(hey you with the pretty face) welcome to the human race

by plinys



Category: Agents of S.H.I.E.L.D. (TV)
Genre: 5 Times, A Glorified AIDA Character Study, Character Study, Dubious Consent, F/M, Robot/Human Relationships, Unhealthy Relationships
Language: English
Status: Completed
Published: 2017-05-10
Updated: 2017-05-10
Packaged: 2018-10-30 10:02:16
Rating: Mature
Warnings: Creator Chose Not To Use Archive Warnings
Chapters: 1
Words: 1,472
Publisher: archiveofourown.org
Story URL: https://archiveofourown.org/works/10874469
Author URL: https://archiveofourown.org/users/plinys/pseuds/plinys
Summary: Five times AIDA tried to feel things, and the one time she finally learned what regret was.

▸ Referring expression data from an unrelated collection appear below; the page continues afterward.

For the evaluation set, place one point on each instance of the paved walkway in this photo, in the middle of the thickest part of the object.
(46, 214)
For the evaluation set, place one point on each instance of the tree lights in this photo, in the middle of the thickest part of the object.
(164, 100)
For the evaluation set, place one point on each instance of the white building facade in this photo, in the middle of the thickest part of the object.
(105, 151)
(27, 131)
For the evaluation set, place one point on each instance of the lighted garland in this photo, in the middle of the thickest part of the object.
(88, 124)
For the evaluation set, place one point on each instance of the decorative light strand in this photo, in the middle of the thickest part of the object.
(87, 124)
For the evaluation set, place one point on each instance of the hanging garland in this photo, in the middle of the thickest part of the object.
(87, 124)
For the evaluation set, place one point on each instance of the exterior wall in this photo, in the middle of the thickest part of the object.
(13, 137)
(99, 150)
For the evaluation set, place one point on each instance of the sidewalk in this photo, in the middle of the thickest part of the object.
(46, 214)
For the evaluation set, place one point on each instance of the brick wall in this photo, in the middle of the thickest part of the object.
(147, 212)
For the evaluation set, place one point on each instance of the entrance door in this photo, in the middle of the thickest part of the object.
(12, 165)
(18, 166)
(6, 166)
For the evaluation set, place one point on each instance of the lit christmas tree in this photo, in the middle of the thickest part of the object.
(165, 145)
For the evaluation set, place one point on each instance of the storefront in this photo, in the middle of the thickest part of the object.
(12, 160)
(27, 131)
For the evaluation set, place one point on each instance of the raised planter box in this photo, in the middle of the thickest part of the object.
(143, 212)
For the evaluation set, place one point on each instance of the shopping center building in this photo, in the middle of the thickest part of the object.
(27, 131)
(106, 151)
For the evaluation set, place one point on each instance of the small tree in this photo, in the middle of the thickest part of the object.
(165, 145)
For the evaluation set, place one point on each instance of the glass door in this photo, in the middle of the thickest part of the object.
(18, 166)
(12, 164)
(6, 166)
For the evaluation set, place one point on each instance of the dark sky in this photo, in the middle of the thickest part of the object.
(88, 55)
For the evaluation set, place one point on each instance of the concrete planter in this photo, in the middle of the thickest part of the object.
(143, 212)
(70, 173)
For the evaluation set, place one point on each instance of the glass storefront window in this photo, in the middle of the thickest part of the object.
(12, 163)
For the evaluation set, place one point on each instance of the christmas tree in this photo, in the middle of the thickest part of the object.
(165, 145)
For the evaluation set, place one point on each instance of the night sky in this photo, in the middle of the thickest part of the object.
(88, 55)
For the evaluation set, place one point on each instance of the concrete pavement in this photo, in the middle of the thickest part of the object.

	(hey you with the pretty face) welcome to the human race

**Author's Note:**

> Tagged it as shippy because it is the "canon" relationship that was occurring. Obviously I do not condone or endorse, (except in the fact that Mallory and Iain are both very attractive), I just wanted to write an AIDA character study and I have to play with what canon has given me. 
> 
> Loosely inspired by that scene in the beach house where AIDA/Ophelia was like ?? Now maybe I can experience what sex feels like ?? And I was like "man can you image being a robot and having sex and like honestly ? what is the point ? why is his face like that ? is he glitching ? what does /feel good/ even mean ?"
> 
> (Also can you believe this is my 300th fic on Ao3? w o w )

1

_ Regret. _

It only takes one thing - one regret - to change people. 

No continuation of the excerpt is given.